The app economy is quickly coming to an end.
A sensational sentiment, perhaps, but let’s go ahead play this scenario out anyway.
For the past year I have closely tracked how much of the enterprise software and SaaS services we use will be deprecated to data services or databases. AI tools and agents will remove abstraction layers and enable a single-pane-of-glass-type use case where we can leverage multi-modal generative tools to build a real time UI for a specific query or use case. (Think search with Gen AI for business.)
Now, shift your thinking to the app experience most of us have today when we interact with our mobile devices and tablets. Many of us use dozens, if not hundreds, of applications for everything from banking and travel to work and games.
To make it all work, we organize apps in folders, and we use Face ID to give us easy login access. In the process, we permit these apps unadulterated access to our data to ensure experiences are good — often with little regard for the way the data is utilized (a topic for another day). App builders have built apps for better UI/UX and connecting to data services such as ride share, hotel and flights, food, and investment services.
Imagine, then, a future AI-powered device with a powerful security operations center with the GPU/NPU and amazing connectivity that allows digital assistants and agents to sit at the operating system level. You can simply talk to your digital assistant.
In my opinion, this is where Apple Intelligence has a big opportunity, in which Siri (or whatever it is ultimately named) understands your request, sifts through apps, and cross references those that deliver the best experience. There will be a similar “super-agent” that will reside on Android as well.
The Ultimate Trip (App)
As of now, if you want to book a trip you may use an aggregator service like Google Flights or an app like Expedia. These apps have access to a broad set of data and a user interface that makes it easy to book a flight or trip. As users, we are limited to the data services of that app and/or a group of apps that we may use to compare to one another (like Google Flights or Lending Tree).
In the future, we will be able to use an OS-level digital assistant that is multi-modal (text, speech) for our needs. Imagine what it would be capable of doing: For instance, I could book a flight to San Francisco, a hotel until Thursday, a driver to pick me up when I arrive, and a reservation for a dinner meeting on Wednesday – all with the ability to confirm meetings and other tasks.
The assistant + agent technology will be able to navigate your preferences like which airline you prefer to fly based upon status, travel budget, and seat preference and availability. It will be able to complete the task with secure payment. It can choose your favorite ride share or car delivery service app, and preferred hotel based on room type, amenities, services and location based upon your meetings.
The same principle applies to restaurant bookings and of course meeting confirmations will be easy, but always useful to be sure you are traveling for good reasons.

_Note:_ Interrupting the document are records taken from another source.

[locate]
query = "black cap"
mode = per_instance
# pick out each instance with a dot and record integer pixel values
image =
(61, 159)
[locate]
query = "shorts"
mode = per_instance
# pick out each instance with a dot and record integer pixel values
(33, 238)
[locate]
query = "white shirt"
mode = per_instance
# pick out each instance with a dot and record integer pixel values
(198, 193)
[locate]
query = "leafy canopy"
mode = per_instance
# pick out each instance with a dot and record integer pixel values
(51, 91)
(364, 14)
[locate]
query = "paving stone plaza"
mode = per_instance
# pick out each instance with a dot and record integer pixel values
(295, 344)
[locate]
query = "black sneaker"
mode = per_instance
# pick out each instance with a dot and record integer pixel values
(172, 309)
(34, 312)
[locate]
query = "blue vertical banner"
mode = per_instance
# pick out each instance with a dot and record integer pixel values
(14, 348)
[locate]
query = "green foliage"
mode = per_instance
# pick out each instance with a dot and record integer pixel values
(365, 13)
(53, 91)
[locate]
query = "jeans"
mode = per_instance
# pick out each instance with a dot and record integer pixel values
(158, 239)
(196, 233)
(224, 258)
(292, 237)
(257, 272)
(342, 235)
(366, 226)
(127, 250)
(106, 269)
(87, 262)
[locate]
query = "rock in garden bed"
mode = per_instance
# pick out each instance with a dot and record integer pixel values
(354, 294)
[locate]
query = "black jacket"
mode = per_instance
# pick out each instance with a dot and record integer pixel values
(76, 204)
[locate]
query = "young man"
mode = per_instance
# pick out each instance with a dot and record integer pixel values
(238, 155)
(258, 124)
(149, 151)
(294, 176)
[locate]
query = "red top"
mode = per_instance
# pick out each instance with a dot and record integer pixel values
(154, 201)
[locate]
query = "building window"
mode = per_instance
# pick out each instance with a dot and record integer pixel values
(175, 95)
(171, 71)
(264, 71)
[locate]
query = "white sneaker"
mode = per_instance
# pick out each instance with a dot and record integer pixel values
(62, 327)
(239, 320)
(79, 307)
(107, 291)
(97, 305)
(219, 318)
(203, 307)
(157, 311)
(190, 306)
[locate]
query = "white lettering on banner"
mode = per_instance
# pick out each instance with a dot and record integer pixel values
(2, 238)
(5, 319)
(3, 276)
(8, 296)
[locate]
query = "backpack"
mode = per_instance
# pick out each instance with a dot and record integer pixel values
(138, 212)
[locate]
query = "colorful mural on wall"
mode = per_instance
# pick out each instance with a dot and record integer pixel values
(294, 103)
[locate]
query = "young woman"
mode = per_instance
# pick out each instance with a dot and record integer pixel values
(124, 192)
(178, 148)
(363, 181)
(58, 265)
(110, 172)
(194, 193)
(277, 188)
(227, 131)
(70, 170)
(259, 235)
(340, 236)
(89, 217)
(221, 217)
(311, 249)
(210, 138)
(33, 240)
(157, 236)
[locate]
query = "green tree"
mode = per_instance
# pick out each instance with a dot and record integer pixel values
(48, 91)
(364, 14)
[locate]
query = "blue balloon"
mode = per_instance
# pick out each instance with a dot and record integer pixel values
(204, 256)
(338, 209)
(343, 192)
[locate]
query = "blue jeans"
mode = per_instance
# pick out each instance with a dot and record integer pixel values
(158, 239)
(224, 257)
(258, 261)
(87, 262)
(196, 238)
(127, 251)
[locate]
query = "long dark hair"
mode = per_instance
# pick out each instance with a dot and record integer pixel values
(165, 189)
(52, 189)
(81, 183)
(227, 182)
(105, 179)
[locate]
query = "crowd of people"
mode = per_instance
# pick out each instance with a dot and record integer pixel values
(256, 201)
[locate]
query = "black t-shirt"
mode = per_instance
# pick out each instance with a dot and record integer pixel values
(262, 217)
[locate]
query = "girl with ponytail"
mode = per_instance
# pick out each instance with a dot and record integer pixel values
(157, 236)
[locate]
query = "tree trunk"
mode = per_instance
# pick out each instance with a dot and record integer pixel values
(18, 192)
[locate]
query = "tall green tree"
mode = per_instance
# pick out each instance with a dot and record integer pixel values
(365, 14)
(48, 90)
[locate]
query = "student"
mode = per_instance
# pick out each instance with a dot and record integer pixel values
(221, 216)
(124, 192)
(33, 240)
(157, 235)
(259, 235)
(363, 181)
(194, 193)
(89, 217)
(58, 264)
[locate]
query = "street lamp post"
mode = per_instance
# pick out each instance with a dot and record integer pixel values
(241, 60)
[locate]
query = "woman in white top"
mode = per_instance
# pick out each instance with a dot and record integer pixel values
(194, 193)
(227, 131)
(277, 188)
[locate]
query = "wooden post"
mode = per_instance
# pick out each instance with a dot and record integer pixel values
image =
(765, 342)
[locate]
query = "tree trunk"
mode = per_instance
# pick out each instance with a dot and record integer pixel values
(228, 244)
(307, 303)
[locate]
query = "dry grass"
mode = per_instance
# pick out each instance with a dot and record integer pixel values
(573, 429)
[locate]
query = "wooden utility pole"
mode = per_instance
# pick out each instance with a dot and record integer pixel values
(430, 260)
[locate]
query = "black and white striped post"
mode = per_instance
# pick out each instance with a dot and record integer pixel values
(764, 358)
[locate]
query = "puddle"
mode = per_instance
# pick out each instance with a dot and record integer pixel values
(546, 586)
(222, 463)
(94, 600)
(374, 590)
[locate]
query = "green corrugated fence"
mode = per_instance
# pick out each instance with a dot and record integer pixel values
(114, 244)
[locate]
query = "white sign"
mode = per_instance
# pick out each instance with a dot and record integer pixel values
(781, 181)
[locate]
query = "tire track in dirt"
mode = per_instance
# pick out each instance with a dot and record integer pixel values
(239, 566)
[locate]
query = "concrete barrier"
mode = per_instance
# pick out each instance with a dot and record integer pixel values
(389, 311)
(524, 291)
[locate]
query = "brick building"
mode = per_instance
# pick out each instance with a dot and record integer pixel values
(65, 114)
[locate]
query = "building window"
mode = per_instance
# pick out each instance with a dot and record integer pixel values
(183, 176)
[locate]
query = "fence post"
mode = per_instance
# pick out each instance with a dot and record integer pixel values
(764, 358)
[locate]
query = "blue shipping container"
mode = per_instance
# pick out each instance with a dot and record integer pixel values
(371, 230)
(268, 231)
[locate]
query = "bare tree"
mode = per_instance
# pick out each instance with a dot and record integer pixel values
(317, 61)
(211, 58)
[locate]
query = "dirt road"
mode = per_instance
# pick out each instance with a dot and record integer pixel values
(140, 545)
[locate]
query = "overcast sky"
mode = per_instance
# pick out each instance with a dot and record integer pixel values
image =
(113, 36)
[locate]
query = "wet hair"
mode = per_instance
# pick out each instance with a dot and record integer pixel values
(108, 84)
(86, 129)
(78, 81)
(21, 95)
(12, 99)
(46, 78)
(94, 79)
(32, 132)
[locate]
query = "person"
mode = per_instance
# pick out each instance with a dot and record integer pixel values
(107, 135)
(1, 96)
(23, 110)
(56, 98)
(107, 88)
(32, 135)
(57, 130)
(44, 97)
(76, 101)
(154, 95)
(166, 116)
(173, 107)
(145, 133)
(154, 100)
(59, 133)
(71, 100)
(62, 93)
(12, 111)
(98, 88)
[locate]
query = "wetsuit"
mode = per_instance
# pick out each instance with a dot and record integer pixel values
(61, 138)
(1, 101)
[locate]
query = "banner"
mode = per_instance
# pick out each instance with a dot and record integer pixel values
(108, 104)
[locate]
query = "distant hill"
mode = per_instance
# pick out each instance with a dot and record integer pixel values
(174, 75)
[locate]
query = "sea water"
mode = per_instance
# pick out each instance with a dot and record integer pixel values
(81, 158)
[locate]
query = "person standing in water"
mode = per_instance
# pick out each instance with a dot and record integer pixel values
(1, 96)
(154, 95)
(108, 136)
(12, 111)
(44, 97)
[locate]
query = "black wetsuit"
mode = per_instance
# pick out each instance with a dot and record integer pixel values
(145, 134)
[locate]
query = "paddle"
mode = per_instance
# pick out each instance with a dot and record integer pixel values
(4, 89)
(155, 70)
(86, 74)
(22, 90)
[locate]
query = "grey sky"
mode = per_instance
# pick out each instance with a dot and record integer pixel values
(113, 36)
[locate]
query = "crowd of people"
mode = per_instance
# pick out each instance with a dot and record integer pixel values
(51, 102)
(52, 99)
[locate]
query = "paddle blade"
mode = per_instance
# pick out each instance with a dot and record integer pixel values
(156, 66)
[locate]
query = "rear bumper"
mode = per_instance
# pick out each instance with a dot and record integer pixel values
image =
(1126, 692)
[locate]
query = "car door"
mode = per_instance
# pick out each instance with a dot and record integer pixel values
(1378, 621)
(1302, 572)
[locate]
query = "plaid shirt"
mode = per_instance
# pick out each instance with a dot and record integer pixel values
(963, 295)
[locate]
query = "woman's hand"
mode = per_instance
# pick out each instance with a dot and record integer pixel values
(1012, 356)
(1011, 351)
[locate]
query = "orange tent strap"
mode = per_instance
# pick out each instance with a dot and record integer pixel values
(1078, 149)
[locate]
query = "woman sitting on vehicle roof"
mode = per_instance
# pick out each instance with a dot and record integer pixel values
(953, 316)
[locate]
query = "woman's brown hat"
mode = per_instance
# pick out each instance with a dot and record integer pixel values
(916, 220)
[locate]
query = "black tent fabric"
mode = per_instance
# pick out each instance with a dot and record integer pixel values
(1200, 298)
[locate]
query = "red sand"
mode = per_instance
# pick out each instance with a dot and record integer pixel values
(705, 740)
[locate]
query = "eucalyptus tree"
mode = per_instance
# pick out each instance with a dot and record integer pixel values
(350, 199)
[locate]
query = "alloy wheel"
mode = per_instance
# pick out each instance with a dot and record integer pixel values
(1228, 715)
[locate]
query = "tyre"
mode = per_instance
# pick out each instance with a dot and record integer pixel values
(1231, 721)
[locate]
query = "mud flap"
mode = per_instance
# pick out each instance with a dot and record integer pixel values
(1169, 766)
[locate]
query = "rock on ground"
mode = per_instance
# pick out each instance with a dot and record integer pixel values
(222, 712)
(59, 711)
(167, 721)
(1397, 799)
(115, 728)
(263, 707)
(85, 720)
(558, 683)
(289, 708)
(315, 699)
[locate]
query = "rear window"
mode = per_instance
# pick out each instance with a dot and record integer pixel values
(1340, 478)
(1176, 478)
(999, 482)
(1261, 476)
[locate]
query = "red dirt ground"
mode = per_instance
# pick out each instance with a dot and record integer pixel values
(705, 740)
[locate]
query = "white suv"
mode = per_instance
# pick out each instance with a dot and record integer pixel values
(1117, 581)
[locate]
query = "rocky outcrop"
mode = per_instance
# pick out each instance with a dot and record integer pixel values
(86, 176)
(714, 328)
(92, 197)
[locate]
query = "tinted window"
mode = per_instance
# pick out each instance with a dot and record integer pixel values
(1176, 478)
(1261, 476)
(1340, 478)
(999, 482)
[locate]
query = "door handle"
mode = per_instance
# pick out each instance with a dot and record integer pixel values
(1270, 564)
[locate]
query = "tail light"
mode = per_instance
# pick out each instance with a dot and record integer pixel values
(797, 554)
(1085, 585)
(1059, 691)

Furthermore, it can leverage/find data and services that you don’t already have an app for, as well as to find better prices for shopping, travel, or even suggesting a better dinner location based upon the preferences of the person you are meeting.
Why do we need the apps? At least we know it. Are apps deprecated data services and user interfaces that can be generated in real time? Do the apps go away, or do they become more of a data layer like our business apps are likely to become? My preference isn’t the app. It is the experience the app creates. Hail my ride, prepare my coffee, show me my account balance.
Enterprise Apps: First to Go?
And we have all heard from some time that the enterprise app layer is changing. We have the likes of Microsoft, Salesforce, ServiceNow, Oracle, and SAP to name a few all battling to be the single pane of glass for their customers to drive productivity and efficiency. Copilots and Assistants expanding into multi-threaded reasoning agents that can navigate and be the arbiter across a plethora of perhaps soon to be deprecated data services.
Knowing that business applications tend to be harder to utilize with often antiquated user experiences—this space feels like a bastion of opportunity for disruption where instead of navigating between dozens of applications like CRM, ERP, HCM, SCM, you are dealing with and providing a near real time AI generated UX that will be continuously adapted and optimized based on your preferences.
The UI/UX will be an abstraction of the combined open data ecosystem and the ability for us to articulate that need. But we aren’t far away from a multi-modal future where we simply communicate what we need and let the agents do the work.
Apps become a figment of the past. The only question is when.